Foto: TVMinas |
Izabel Melo
Minha rua era feita de pedras retiradas das margens dos rios, substituindo a antiga de terra batida. Suas formas irregulares e escuras, aparentavam um aspecto rústico e belo quando molhadas pela água da chuva. Ao anoitecer, deitávamos sobre elas para observar o céu, tentando em vão contar as inúmeras estrelas que brilhavam acima das nossas cabeças. Ali, também servia de palco para as brincadeiras, corríamos sobre as pedras, sem que representassem obstáculos ao nosso divertimento.
A rua era viva de gente, transeuntes que apressavam os passos para chegar ninguém sabe aonde, moradores entrando e saindo de suas casas, crianças correndo pra lá e pra cá. Por ela, não passavam automóveis, só as carroças produzindo um som característico do bater de cascos dos cavalos, nas pedras escorregadias. Começavam a trafegar logo ao amanhecer e, paravam quando o sol se despedia, dando um necessário descanso aos incansáveis animais.
Um dia, fomos surpreendidos com a chegada de caminhões e trabalhadores, acompanhados pelo engenheiro da prefeitura, nos informando que dariam início a pavimentação da rua. Não se importaram sobre o que, nós, moradores, poderíamos pensar, ou se queríamos aquela modificação, simplesmente iniciaram as obras.

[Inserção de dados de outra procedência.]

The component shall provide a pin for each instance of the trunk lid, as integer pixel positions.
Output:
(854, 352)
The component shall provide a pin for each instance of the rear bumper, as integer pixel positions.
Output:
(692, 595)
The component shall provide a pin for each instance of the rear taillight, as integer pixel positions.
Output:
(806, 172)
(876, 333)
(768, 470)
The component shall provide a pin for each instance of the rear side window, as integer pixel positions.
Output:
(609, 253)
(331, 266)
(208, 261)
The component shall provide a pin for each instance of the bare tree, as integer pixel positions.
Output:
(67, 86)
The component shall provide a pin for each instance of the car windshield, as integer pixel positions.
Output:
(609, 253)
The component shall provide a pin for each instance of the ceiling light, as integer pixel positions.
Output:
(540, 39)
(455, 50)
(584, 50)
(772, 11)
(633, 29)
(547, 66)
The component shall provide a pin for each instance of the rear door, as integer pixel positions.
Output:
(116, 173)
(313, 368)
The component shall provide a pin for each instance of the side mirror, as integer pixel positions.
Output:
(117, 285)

Não tivemos escolha, apenas nos tornamos meros espectadores daquela imposição em nome da modernidade. As pedras foram sepultadas sob grossas camadas de asfalto, e, com elas, ficaram impressas, minhas pegadas, meus primeiros passos, minhas corridas, meus tropeços.

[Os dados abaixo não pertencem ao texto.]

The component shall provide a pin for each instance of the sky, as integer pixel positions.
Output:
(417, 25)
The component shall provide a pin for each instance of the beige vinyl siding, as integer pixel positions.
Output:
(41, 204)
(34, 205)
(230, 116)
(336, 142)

As pedras, na maioria das vezes são consideradas empecilhos, por dificultarem o caminhar daqueles que têm pressa. Mas, nem sempre é assim. Às vezes, precisamos delas para retardar nossos passos, parar e dar meia volta, ou simplesmente transpô-las com mais segurança.

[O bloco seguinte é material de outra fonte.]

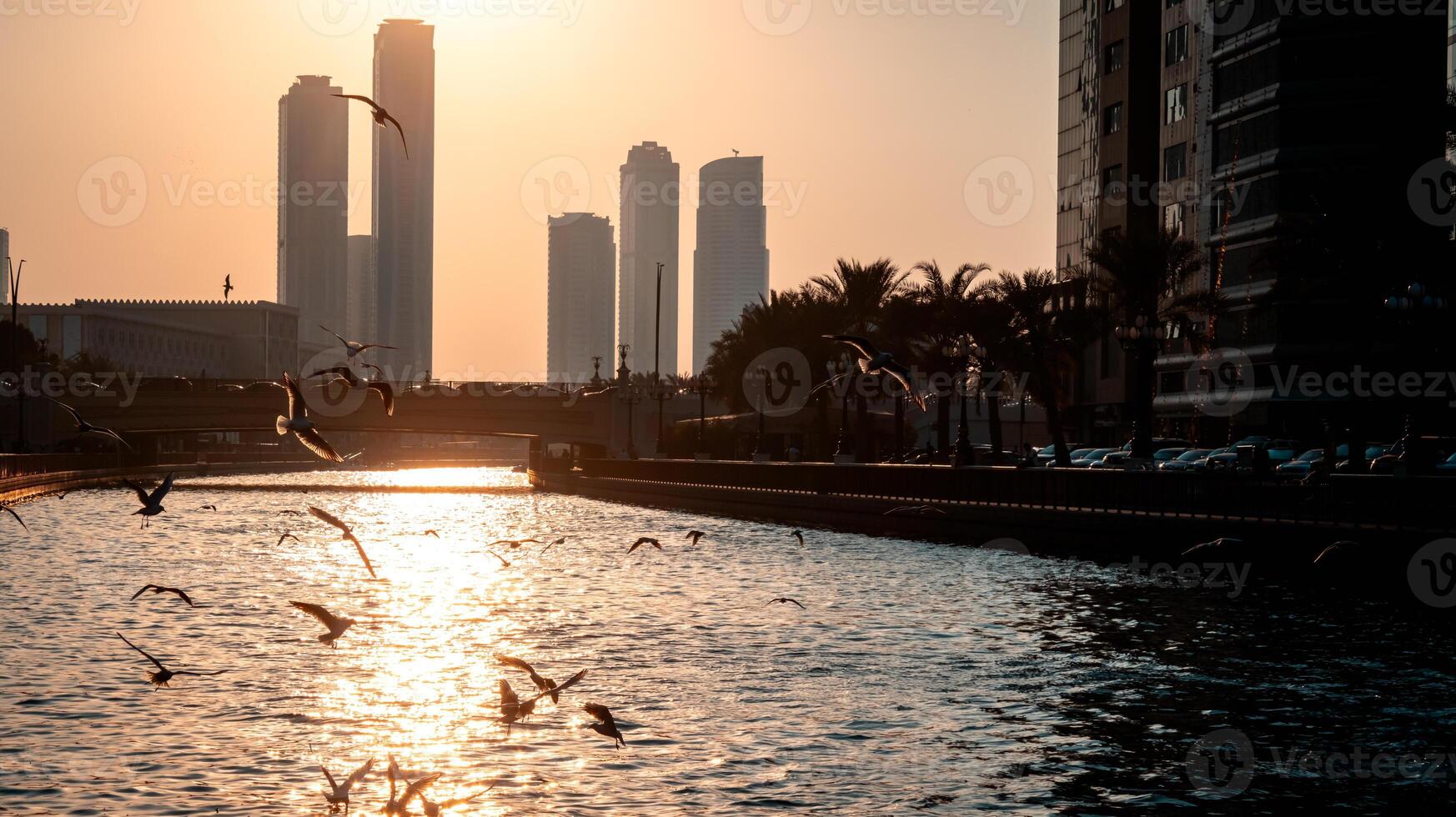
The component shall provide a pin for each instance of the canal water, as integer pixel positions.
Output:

Hoje, quase não consigo andar por ela, pois tenho que me desviar de carros, motos e bicicletas que por lá trafegam. Perdeu totalmente o encanto do passado, transformou-se em uma rua sem memória.
Aquelas pedras originárias dos rios, deveriam ficar visíveis, pois, foram geradas acompanhando o movimento das águas e, agrupadas na rua, acostumaram-se com o ir e vir das pessoas. Tenho saudades delas, afinal, como dizia Drummond, “no meio do caminho tinha uma pedra “, para mim, não apenas no meio, mas em toda a sua extensão, tinha dezenas, centenas de pedras que foram retiradas do meu caminho.
* Izabel Melo - engenheira agrônoma, poeta, cronista, contadora de história. Membro da Academia Literária de Vida, cadeira n 15 - Patrona Rosa Moreira Faria.